The appropriate response to hypocrisy is to question and investigate. The existence of hypocrisy within a certain doctrine can be indicative of that doctrine’s truth. So, if truth is important to you, you must go all the way. When you see hypocrisy you must not merely recognize it and either accept or dismiss it, you must discover its source, what drives it, how it arises, its specificity, what the prevalence of such hypocrisy is, etc. There are indeed doctrines to which hypocrisy inherent, and such a doctrine is unlikely to be true. There are other doctrines that have the possibility of being motivated but forces other than truth – cults and financial schemes come to mind. Hypocrisy can expose these motivations. The continued prevalence of hypocrisy is also to be considered. It is not uncommon for a particular doctrine to actually inspire hypocrisy among its adherents. So when it comes up, one must dig deeper and discover whether such a thing is true.
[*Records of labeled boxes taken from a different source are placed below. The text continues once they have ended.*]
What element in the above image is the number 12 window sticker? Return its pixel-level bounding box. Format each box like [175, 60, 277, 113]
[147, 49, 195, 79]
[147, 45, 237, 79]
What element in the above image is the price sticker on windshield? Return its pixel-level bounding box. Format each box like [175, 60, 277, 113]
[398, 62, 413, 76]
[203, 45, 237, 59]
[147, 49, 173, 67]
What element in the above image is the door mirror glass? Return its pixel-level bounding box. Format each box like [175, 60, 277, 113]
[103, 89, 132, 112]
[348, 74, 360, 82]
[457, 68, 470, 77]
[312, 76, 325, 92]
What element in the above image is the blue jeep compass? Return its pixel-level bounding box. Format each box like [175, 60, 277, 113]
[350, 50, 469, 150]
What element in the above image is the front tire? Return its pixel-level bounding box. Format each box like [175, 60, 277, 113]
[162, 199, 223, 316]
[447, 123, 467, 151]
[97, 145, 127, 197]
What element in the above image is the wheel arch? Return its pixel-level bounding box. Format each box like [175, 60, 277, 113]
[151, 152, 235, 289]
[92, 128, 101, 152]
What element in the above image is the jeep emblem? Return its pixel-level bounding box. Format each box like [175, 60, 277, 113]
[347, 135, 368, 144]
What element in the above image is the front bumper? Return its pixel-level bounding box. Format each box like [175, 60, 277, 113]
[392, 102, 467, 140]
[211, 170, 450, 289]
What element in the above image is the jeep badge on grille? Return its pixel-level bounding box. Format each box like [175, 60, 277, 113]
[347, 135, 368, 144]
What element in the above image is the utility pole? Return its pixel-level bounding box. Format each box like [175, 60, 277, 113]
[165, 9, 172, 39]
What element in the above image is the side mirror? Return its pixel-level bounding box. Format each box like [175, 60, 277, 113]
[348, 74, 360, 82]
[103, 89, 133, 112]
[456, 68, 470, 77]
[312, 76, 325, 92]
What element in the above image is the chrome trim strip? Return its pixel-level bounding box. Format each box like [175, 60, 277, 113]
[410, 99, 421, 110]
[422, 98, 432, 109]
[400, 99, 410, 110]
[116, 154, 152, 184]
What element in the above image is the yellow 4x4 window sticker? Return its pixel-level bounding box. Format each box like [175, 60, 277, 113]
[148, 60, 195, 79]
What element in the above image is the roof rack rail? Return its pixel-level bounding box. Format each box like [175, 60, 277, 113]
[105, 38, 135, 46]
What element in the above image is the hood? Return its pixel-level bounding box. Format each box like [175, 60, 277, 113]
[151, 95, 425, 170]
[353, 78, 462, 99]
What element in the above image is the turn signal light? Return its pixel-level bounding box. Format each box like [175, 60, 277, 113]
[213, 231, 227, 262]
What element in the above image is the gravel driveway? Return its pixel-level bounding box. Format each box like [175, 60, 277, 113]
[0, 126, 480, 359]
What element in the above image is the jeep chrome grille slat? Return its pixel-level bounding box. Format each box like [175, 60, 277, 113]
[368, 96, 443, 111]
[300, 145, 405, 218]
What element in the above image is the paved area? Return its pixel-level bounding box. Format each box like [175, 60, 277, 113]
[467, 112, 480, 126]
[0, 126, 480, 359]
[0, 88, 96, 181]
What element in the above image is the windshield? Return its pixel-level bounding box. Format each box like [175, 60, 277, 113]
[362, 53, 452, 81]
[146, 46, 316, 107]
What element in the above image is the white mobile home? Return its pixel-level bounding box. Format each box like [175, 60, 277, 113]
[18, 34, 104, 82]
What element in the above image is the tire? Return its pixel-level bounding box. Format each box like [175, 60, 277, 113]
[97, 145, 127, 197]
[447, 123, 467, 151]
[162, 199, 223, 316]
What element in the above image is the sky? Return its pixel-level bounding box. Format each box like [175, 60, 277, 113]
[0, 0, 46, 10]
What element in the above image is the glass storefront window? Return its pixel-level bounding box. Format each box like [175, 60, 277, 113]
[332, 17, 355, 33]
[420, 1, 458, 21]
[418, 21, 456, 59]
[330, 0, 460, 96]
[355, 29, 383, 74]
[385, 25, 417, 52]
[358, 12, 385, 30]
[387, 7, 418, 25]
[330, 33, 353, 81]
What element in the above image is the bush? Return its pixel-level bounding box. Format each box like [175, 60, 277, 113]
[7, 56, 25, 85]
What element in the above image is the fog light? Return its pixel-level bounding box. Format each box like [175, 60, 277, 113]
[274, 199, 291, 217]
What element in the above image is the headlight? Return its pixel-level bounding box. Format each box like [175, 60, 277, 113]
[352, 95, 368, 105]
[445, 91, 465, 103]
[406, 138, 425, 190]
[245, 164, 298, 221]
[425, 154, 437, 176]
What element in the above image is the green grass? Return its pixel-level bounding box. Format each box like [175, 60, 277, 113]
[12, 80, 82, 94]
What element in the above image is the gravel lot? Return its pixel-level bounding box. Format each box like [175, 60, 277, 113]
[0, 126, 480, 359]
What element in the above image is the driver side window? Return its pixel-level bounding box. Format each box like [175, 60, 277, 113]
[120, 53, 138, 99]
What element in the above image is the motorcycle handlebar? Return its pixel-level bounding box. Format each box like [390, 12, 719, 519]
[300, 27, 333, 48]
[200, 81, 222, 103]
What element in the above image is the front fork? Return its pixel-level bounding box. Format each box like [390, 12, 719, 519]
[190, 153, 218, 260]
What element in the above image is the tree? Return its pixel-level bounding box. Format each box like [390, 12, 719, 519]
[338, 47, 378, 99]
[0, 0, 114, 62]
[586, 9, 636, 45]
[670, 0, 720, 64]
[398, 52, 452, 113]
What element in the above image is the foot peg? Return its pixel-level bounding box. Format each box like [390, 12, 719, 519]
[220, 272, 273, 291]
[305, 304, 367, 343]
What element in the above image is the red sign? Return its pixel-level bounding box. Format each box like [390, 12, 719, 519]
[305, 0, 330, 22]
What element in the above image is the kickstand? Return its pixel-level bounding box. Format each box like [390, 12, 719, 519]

This concept is particularly important when hypocrisy is discovered within one’s own doctrine(s). We are all too complacent with our own beliefs, be they religious, political, environmental or otherwise. If you’re an environmentalist you should be the first person to seek answers the question of Al Gore’s carbon offset business. If you’re an evangelical Christian, you should be first to confront issues such as Ted Haggard’s fall from grace. If you’re a liberal political adherent, you should be the first to deal with recent issues of tax evasion. If you’re a conservative and republican political adherent, an enormous amount of the Bush presidency needs an explanation, hopefully from you. If you’re a Catholic, the discombobulated support of life from the Vatican is ready for you to address. Indeed, the hypocrisy that should be most thoroughly investigated is the hypocrisy in your own midst. If it’s not, you might be a hypocrite.